La cantine scolaire doit fournir aux enfants des repas de bonne qualité nutritionnelle, tout en répondant aux enjeux environnementaux et économiques actuels. Est-il possible d’ajuster les menus, pour diminuer l’impact carbone et conserver un équilibre nutritionnel ? Des chercheuses d’INRAE, en collaboration avec MS-Nutrition apportent un résultat prometteur, à l’aide d’un modèle mathématique poussé.
Leurs travaux, parus le 24 mars dans European Journal of Nutrition, suggèrent que servir aux enfants des repas végétariens 3 fois par semaine et du poisson et de la viande blanche (dont porc et volaille) aux 2 autres repas de midi est une piste intéressante pour concilier bonne nutrition et respect de l’environnement.

Une piste prometteuse pour améliorer la durabilité des repas scolaires en France
En France, ce sont 8,5 millions de déjeuners qui sont servis chaque semaine à la cantine scolaire. Pour assurer un bon équilibre nutritionnel des menus, lutter contre la précarité alimentaire et instaurer des comportements alimentaires plus durables chez les enfants, des règles spécifiques obligatoires existent déjà.

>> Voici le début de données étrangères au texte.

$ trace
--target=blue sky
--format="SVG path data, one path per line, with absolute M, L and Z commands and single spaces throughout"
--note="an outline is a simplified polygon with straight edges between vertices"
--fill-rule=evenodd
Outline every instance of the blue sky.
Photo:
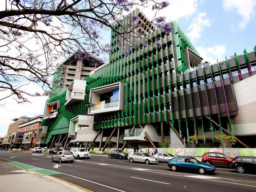
M 159 16 L 167 20 L 177 20 L 201 56 L 213 63 L 256 45 L 256 0 L 169 0 L 170 6 Z M 151 9 L 143 9 L 150 18 Z M 110 42 L 110 32 L 102 33 L 105 43 Z M 32 84 L 28 89 L 35 91 L 40 85 Z M 21 116 L 42 114 L 47 97 L 29 98 L 31 103 L 18 104 L 12 98 L 0 107 L 0 137 L 4 137 L 11 119 Z

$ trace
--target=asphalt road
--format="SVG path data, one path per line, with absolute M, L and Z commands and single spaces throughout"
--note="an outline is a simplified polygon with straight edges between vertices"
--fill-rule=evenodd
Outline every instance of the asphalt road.
M 214 173 L 200 175 L 173 172 L 165 163 L 146 165 L 92 155 L 89 159 L 59 164 L 51 161 L 52 155 L 36 155 L 0 151 L 0 161 L 57 172 L 52 176 L 94 192 L 256 191 L 256 174 L 239 174 L 228 167 L 217 167 Z

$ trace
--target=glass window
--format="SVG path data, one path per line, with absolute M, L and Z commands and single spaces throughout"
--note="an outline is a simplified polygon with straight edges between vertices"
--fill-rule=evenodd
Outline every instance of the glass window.
M 252 157 L 243 157 L 243 161 L 245 161 L 246 162 L 252 162 Z
M 179 162 L 184 162 L 184 157 L 180 157 L 177 159 L 176 161 Z

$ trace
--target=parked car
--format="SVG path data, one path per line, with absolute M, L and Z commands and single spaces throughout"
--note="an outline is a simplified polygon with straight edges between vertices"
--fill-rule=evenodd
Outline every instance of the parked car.
M 73 149 L 71 151 L 74 157 L 76 157 L 78 159 L 82 158 L 90 159 L 90 153 L 84 148 L 76 148 Z
M 146 164 L 158 163 L 158 159 L 145 153 L 134 153 L 128 155 L 128 160 L 131 162 L 134 161 L 144 162 Z
M 233 159 L 221 153 L 205 153 L 202 162 L 208 164 L 227 165 L 231 167 Z
M 215 167 L 211 164 L 201 162 L 196 159 L 188 157 L 176 157 L 168 161 L 168 166 L 172 171 L 178 169 L 193 170 L 200 174 L 214 172 Z
M 247 171 L 256 171 L 256 157 L 236 157 L 232 161 L 231 166 L 241 174 Z
M 59 163 L 63 161 L 70 161 L 74 162 L 74 155 L 71 151 L 61 151 L 58 152 L 52 157 L 52 162 L 57 161 Z
M 59 149 L 57 149 L 57 148 L 52 148 L 49 151 L 49 154 L 56 154 L 59 151 L 61 151 L 62 150 L 60 150 Z
M 159 153 L 156 154 L 154 156 L 158 159 L 158 161 L 159 162 L 168 162 L 168 160 L 175 157 L 171 154 L 165 153 Z
M 34 148 L 33 148 L 32 149 L 32 151 L 33 153 L 42 153 L 42 150 L 40 148 L 35 147 Z
M 122 150 L 111 150 L 108 154 L 108 157 L 111 159 L 112 157 L 119 158 L 122 159 L 122 158 L 127 159 L 128 158 L 128 153 L 126 153 Z

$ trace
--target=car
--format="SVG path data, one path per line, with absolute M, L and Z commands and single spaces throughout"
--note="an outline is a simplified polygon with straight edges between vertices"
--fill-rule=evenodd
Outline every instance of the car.
M 128 155 L 128 160 L 131 162 L 135 161 L 144 162 L 147 164 L 150 163 L 158 163 L 158 159 L 145 153 L 134 153 Z
M 256 171 L 256 157 L 236 157 L 233 159 L 231 166 L 241 174 L 248 171 Z
M 214 165 L 226 165 L 231 168 L 233 159 L 221 153 L 205 153 L 202 162 Z
M 35 147 L 34 148 L 33 148 L 32 149 L 32 151 L 33 153 L 42 153 L 42 150 L 41 149 L 41 148 L 39 148 L 39 147 Z
M 122 158 L 127 159 L 128 159 L 128 153 L 126 153 L 122 150 L 111 150 L 108 154 L 108 157 L 109 159 L 115 157 L 120 159 L 122 159 Z
M 49 154 L 52 153 L 53 154 L 56 154 L 58 152 L 61 151 L 62 150 L 59 149 L 58 149 L 57 148 L 52 148 L 52 149 L 50 150 L 50 151 L 49 151 Z
M 90 153 L 84 148 L 76 148 L 73 149 L 71 151 L 74 157 L 76 157 L 78 159 L 82 158 L 90 159 Z
M 158 159 L 159 162 L 168 162 L 168 160 L 175 157 L 173 155 L 171 154 L 165 153 L 160 153 L 156 154 L 154 156 Z
M 169 160 L 167 164 L 173 171 L 176 171 L 178 169 L 193 170 L 202 174 L 214 172 L 216 170 L 214 166 L 201 162 L 191 157 L 176 157 Z
M 74 155 L 71 151 L 61 151 L 57 152 L 52 157 L 52 162 L 58 161 L 59 163 L 61 163 L 63 161 L 69 161 L 74 162 Z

Les repas doivent être structurés avec 4 ou 5 composantes et respecter 15 règles de fréquence de service, pour 15 types de plats sur 20 repas. De plus, pour réduire l’impact environnemental des repas, la loi « EGalim » exige depuis le 1er novembre 2019, le service d’au moins un repas végétarien par semaine. Mais quel serait le meilleur compromis pour réduire encore plus l’impact environnemental sans faire de concessions sur la qualité nutritionnelle ?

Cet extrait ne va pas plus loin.